Oui, je suis enfin prêt à crever cet abcès, qui demeure depuis trop longtemps : ce courriel est celui de mes excuses. J’ai eu tort et j’aurai aimé le reconnaître avant le décès de votre mère, mais j’étais encore tout pétri de défiance, de convictions, d’un orgueil bravache qui m’empêchait de reconnaître mes erreurs face à une femme si brillante, si belle et qui, tout au long de sa vie avait obtenu tout ce qu’elle désirait. J’ai utilisé des mots durs – nouvelle dictature, fascisme urbain, néo-goulags – et rédigé de violents pamphlets critiquant les décisions de votre mère – pourtant mon amie – et du gouvernement qui lui faisait confiance.
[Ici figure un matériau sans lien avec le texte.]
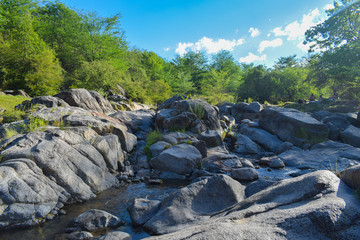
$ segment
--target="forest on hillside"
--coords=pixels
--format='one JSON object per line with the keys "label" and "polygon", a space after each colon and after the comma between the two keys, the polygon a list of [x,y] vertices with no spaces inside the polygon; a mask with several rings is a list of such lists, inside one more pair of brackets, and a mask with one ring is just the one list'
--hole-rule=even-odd
{"label": "forest on hillside", "polygon": [[[174,94],[210,103],[279,103],[310,93],[360,100],[360,2],[337,0],[328,19],[306,32],[307,58],[274,66],[237,62],[229,51],[188,52],[166,60],[131,46],[121,15],[99,16],[55,2],[0,1],[0,89],[31,96],[122,86],[134,101],[158,104]],[[139,46],[141,47],[141,46]]]}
A ma décharge, je faisais partie de la majorité, et les implications de ce projet – destruction de milliers de villages, de lotissements, réattribution des noms de rue, modifications de quartiers ou de places – étaient colossales. La modification et la création de plusieurs centaines de nouvelles agglomérations, toutes sur le modèle de Lille semblait un idée irréaliste, voire – nous étions nombreux à le penser – parfaitement folle. Camarades de classe, je connaissais les convictions de votre mère sur la fin de l’individu, son goût pour les expérimentations post-situationnistes comme la psychogéographie, sa volonté d’éradiquer via l’urbanisme la violence, la concurrence, les inégalités, sources multiples des troubles sociétaux. La ville comme brique unitaire de ces désordres, pourquoi pas, mais comment accepter – comme seule solution – son annihilation, même symbolique ? Comment laisser détruire la part d’histoire qui la compose?
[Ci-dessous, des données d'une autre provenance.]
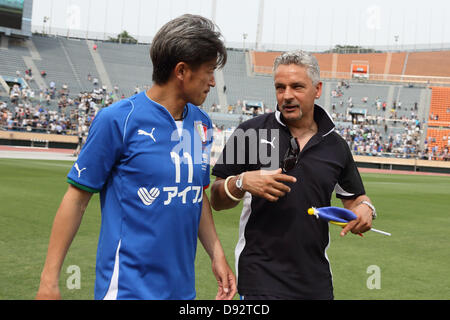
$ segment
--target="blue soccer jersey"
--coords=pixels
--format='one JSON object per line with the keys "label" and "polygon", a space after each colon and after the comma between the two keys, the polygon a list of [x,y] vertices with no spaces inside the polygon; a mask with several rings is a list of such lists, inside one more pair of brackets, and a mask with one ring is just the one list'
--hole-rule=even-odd
{"label": "blue soccer jersey", "polygon": [[100,192],[96,299],[194,299],[211,120],[187,104],[181,137],[145,92],[95,117],[68,182]]}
Pourtant votre mère avait vu juste : l’uniformisation des villes était nécessaire à la fin d’une individualisation destructive, qui avait par trop marqué le siècle dernier – les deux premières guerres mondiales, les fascismes – et le début du notre – les automnes arabes, la troisième guerre mondiale. Je comprends mieux aujourd’hui le problème, de même que la solution amenée par votre mère. La ville, au début de notre siècle, représentait le premier échelon d’une société puérile, qu’il fallait accompagner vers la maturité. Les différents réseaux – informationnels, commerciaux, sociaux – le permettaient, mais l’ancrage – historique, géographique et psychologique –  des villes restait comme un poids à cette évolution. L’humanité adolescente gardait cet égoïsme, cette volonté de compétition – provoquant conflits, gâchis énergétiques, manque de vision – qu’il convenait de dépasser pour rejoindre l’âge adulte. A ce titre, votre mère était visionnaire, vous aussi. Avec vos illes, la localité redevenait ce qu’elle aurait toujours dû être : un ancrage partagé, et non un sujet de concurrence. Les villes, ainsi devenues réseau, fédérant ses habitants partout – en Europe d’abord puis dans le monde – permettaient enfin de s’émanciper, de dépasser le lourd fardeau des aînés, et d’appréhender le futur plus sereinement et plus intelligemment. Aussi, le choix de Lille comme matrice initiale fut parfait, les illes s’ancrant non pas sur une page nue et angoissante mais bien dans un cadre sain : celui d’une ville-île construite et reconstruite, partagée et repartagée, qui a su intégrer ses conquérants, s’est imposée en ville continent à la fin du siècle dernier – Euralille –, une ville qui a réinventé ses banlieues, qui a anticipé l’après pétrole. Toutes les illes reçoivent ce bagage idéal : des quartiers homogènes aux bâtiments bas, où l’on circule à pied et à vélo, une production agricole locale, une politique de quartier participative, des commerces sans stock où le conseil prime, des services dédiés aux habitants, un beffroi fédérateur, les fameux Labfab illois qui ont supplanté les méga-usines lointaines – destructrices à tous les égards –, une éducation à l’humanité, la simple sérénité d’un ville globalisée.

Je suis borgne depuis bien des années, mais sur ce sujet je dois admettre un aveuglement encore plus long... Je le regrette d’autant plus que j’aimais votre mère.